Microsoft’s .NET team moved fast last week. They released version 10.0.6 of key packages during Patch Tuesday on April 14. Developers cheered the fixes. But soon, reports flooded in: decryption failures crippled apps using ASP.NET Core Data Protection. Investigation revealed worse—a critical vulnerability hiding in plain sight.
CVE-2026-40372. CVSS score of 9.1. Improper cryptographic signature verification. Attackers could forge authentication payloads. Gain SYSTEM privileges on Linux or macOS servers. No authentication needed. Just network access. Ars Technica broke the story on April 22, detailing the emergency out-of-band patch to version 10.0.7.
The Bug’s Inner Workings
Here’s the technical breakdown. ASP.NET Core’s Data Protection handles sensitive data: authentication cookies, antiforgery tokens, session state. It uses HMAC for integrity and authenticity checks. In versions 10.0.0 through 10.0.6 of the Microsoft.AspNetCore.DataProtection NuGet package, the managed authenticated encryptor botched the job. It calculated the HMAC validation tag over the wrong bytes of the payload. Then discarded the hash entirely. Forged payloads slipped through. Attackers impersonated privileged users. Induced apps to issue real tokens: session refreshes, API keys, password reset links. Those tokens? They persist post-patch. Unless keys rotate.

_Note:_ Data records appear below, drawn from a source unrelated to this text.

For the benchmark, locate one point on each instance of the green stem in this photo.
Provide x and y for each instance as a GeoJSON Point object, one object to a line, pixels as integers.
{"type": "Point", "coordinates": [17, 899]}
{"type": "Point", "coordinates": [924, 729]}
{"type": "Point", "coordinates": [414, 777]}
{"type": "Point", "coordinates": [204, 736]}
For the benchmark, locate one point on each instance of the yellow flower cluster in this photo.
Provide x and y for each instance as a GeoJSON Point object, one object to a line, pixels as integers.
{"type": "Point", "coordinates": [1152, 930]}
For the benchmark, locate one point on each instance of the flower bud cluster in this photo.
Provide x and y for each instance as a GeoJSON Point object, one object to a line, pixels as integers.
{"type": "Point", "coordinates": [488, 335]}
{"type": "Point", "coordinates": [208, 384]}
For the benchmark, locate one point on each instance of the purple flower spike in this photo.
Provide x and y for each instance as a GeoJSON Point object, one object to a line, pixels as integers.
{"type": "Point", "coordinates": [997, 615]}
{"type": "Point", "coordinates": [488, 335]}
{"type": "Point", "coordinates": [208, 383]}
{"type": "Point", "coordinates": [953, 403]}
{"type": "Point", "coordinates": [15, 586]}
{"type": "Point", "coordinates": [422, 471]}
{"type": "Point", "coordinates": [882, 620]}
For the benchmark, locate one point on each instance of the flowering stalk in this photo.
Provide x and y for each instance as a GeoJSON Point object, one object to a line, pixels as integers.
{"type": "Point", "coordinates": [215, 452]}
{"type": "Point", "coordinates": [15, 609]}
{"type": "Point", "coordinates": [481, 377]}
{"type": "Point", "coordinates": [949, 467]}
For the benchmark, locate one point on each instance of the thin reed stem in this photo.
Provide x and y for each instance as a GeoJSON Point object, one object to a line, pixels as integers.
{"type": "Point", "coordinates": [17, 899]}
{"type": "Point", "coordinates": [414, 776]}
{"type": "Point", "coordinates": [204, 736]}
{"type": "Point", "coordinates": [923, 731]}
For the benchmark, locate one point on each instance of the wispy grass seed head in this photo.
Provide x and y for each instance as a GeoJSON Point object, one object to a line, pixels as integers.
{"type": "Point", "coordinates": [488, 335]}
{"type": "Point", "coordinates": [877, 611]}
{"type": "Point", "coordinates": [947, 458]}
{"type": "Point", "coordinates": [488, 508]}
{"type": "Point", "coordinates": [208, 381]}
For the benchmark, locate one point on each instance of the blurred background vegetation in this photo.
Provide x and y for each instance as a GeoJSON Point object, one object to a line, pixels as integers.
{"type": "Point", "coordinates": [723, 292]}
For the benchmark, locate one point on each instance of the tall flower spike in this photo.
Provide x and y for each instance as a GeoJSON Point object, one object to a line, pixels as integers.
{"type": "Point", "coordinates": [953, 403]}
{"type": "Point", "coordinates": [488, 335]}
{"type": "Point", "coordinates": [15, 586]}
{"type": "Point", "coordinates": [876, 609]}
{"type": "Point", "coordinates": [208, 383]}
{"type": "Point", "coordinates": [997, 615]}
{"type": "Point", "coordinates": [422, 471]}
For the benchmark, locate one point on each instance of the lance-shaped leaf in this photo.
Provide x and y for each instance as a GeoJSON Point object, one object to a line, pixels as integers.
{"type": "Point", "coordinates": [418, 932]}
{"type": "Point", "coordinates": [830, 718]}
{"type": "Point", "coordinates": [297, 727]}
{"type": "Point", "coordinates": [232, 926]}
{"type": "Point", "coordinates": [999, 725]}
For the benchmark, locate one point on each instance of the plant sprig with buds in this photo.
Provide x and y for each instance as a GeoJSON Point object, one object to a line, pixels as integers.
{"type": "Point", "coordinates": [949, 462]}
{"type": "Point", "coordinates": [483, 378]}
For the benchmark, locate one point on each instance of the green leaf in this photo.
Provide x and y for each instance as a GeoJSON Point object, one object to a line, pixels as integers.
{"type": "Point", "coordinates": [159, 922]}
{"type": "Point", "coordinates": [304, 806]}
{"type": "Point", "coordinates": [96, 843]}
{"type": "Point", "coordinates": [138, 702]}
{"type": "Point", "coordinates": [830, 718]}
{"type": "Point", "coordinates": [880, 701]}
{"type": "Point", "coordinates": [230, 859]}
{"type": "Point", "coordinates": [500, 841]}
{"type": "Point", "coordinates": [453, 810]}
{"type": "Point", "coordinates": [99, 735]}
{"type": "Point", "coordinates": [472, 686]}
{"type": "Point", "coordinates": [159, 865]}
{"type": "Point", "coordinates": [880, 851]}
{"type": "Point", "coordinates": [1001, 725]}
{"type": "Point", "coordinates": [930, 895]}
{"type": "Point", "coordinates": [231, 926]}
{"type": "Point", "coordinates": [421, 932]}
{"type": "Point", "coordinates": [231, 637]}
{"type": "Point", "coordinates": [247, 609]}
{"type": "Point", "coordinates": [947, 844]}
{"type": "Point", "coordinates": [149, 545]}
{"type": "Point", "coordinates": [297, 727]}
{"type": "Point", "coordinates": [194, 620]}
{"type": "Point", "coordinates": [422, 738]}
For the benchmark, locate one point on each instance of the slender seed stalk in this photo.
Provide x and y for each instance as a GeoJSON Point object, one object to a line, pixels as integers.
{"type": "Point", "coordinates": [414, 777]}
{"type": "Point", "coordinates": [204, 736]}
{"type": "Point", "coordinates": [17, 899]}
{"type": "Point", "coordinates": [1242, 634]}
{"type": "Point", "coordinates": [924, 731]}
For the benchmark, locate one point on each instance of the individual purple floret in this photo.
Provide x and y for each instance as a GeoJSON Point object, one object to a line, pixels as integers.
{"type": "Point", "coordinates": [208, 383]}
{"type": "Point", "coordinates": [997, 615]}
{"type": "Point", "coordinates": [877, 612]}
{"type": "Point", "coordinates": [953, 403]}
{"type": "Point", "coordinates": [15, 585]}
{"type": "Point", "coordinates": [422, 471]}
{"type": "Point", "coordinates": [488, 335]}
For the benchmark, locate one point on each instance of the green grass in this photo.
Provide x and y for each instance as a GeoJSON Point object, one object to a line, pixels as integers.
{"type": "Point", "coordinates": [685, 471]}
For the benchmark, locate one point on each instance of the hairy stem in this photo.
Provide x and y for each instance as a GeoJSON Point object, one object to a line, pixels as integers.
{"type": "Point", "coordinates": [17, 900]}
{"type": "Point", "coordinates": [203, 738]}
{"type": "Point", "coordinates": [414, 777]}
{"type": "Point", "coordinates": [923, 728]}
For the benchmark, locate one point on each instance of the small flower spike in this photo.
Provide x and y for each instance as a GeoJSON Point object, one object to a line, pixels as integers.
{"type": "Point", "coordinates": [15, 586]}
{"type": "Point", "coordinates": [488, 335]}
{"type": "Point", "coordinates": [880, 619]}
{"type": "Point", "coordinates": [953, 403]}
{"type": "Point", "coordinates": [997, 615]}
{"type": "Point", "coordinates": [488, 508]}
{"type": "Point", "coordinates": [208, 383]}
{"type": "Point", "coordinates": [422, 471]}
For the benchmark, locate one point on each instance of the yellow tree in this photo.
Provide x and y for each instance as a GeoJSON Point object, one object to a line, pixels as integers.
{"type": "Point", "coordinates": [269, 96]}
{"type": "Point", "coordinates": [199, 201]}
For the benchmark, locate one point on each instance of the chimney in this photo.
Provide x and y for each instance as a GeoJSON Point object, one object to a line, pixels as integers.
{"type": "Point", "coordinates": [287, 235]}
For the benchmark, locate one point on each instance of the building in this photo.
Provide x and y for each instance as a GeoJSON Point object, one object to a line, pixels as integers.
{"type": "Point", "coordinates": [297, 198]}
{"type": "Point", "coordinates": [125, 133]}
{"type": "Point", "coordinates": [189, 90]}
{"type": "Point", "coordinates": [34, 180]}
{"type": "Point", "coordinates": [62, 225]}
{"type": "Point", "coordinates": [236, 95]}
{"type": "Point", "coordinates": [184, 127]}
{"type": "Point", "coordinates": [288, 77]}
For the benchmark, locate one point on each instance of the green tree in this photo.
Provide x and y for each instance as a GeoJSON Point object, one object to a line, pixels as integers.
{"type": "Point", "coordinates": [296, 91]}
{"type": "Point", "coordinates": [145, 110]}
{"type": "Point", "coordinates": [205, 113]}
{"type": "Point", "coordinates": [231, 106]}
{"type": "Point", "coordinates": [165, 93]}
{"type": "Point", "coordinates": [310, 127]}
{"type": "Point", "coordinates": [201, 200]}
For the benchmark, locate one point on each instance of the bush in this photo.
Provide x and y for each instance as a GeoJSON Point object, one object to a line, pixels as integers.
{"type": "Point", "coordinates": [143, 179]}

“A regression in the Microsoft.AspNetCore.DataProtection 10.0.0-10.0.6 NuGet packages cause the managed authenticated encryptor to compute its HMAC validation tag over the wrong bytes of the payload and then discard the computed hash in some cases,” Microsoft explained in release notes linked from their .NET Blog announcement on April 21 by Rahul Bhandari, senior program manager.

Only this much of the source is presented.